Of course it was Aaron. He had compassion for everyone.

“Over here,” said Jasper. He’d wandered a little farther down the corridor and was staring into another alcove. The strange glowing stones along the walls cast an eerie light over his face. “Someone we know.”

Call knew who they would find before he got there. A skinny boy with stick-straight brown hair and freckles, his blue eyes closed forever.

Drew.

He remembered Drew’s body the last time he’d seen it, and the way Master Joseph had enchanted it to close up its wounds, even though Drew was already dead. His body looked healed now, even if his spirit was gone.

He had grave goods, too, folded clothes and favorite games, a horse statuette and a photograph of him with one arm around a smiling Master Joseph and the other around someone else — someone who’d been cut out of the picture.

Call was about to pick up the photo and take a closer look when he heard muffled and distant voices coming from below them.

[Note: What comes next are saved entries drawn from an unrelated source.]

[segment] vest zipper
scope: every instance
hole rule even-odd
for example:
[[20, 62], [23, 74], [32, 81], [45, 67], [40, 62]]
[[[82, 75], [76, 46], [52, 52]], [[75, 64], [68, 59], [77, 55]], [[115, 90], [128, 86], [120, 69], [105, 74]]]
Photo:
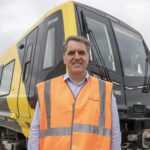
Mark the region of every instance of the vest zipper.
[[[68, 85], [68, 84], [67, 84]], [[69, 87], [69, 86], [68, 86]], [[80, 91], [82, 90], [82, 88], [84, 87], [84, 85], [81, 87], [81, 89], [80, 89]], [[69, 89], [70, 89], [70, 87], [69, 87]], [[72, 150], [72, 133], [73, 133], [73, 126], [74, 126], [74, 114], [75, 114], [75, 105], [76, 105], [76, 101], [77, 101], [77, 97], [78, 97], [78, 95], [79, 95], [79, 93], [80, 93], [80, 91], [78, 92], [78, 94], [77, 94], [77, 96], [75, 97], [74, 96], [74, 94], [73, 94], [73, 92], [72, 92], [72, 90], [70, 89], [70, 91], [71, 91], [71, 93], [72, 93], [72, 95], [73, 95], [73, 97], [74, 97], [74, 104], [73, 104], [73, 108], [72, 108], [72, 123], [71, 123], [71, 140], [70, 140], [70, 150]]]
[[[74, 98], [74, 104], [73, 104], [73, 106], [72, 106], [72, 122], [71, 122], [71, 139], [70, 139], [70, 150], [72, 150], [72, 133], [73, 133], [73, 121], [74, 121], [74, 113], [75, 113], [75, 104], [76, 104], [76, 97], [74, 96], [74, 94], [73, 94], [73, 92], [72, 92], [72, 90], [71, 90], [71, 88], [69, 87], [69, 85], [67, 84], [67, 86], [68, 86], [68, 88], [69, 88], [69, 90], [70, 90], [70, 92], [72, 93], [72, 96], [73, 96], [73, 98]], [[80, 91], [79, 91], [80, 92]]]
[[[87, 83], [87, 82], [86, 82], [86, 83]], [[76, 99], [77, 99], [79, 93], [81, 92], [81, 90], [83, 89], [83, 87], [85, 86], [86, 83], [84, 83], [84, 85], [81, 87], [81, 89], [79, 90], [79, 92], [78, 92], [78, 94], [77, 94], [76, 97], [74, 96], [74, 94], [73, 94], [71, 88], [69, 87], [69, 85], [68, 85], [68, 83], [67, 83], [67, 86], [69, 87], [69, 90], [71, 91], [72, 96], [73, 96], [73, 98], [74, 98], [74, 104], [73, 104], [73, 106], [72, 106], [73, 108], [72, 108], [72, 123], [71, 123], [70, 150], [72, 150], [72, 133], [73, 133], [73, 126], [74, 126], [74, 123], [73, 123], [73, 122], [74, 122], [74, 113], [75, 113]]]
[[[74, 97], [75, 103], [76, 99]], [[73, 133], [73, 126], [74, 126], [74, 113], [75, 113], [75, 103], [73, 104], [72, 108], [72, 123], [71, 123], [71, 140], [70, 140], [70, 150], [72, 150], [72, 133]]]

“Do you hear that?” he whispered, walking away from Drew’s body and down the hallway.

Stairs receded into the gloom — they looked as though they’d been carved from solid rock, and it took Call a moment to realize that they must have been formed by magic.

The time is closer than you think.

Call crept down the steps. The others followed more cautiously. He reached the bottom stair and looked around the cavernous, shadowy room. The darkness down here was deeper, the glowing rocks set into the walls more spread out.

And then he saw it. The final body — Constantine himself. He was lying on a slab of marble, arms crossed over his chest. He had dark brown hair and sharp features; he might have been handsome if it wasn’t for the livid burn marks that covered the right side of his face and disappeared down into his collar. They weren’t as bad as Call had imagined, though, hearing the story of the Enemy’s burned face and the mask he’d worn. Constantine mostly looked normal. Horribly normal. He could have been anyone walking down the street. Anyone at all.

Call took a step closer. Stanley lurched along behind him.

“What do you see?” Aaron whispered from farther up the stairs.

“Shhhh,” Call whispered back, moving to Constantine’s body. “Stay there.” He could still hear voices coming through the walls. Whispering ghosts? His imagination? He wasn’t sure of anything anymore. He couldn’t stop staring at the body. That’s me, he thought. That’s the face I grew up with first, before I became Callum Hunt.

Dizziness flooded him. He stumbled back against the wall, into a shadowed nook, just as an unseen door slid back and Master Joseph entered the room, followed by Call’s father.

Call’s heart thundered in his chest. They were too late to stop Alastair.

MASTER JOSEPH LOOKED exactly as he had the last time Call had seen him: the same staff, the same uniform, and the same manic glint in his eye.

“You have the Alkahest, good,” he said to Alastair. “I knew that we’d be better off working together. Really, we both want the same thing.”

Alastair, on the other hand, looked exhausted. His clothes were dirty; he wore old jeans and a beat-up anorak. He had beard stubble on his chin. “We do not want the same thing. I just want my son back.”

My son. For a second, when Call had first seen his father, he’d felt a rush of relief. A sense of familiarity. Now he felt like he’d been punched in the chest. He knew who his father wanted back, and it wasn’t him.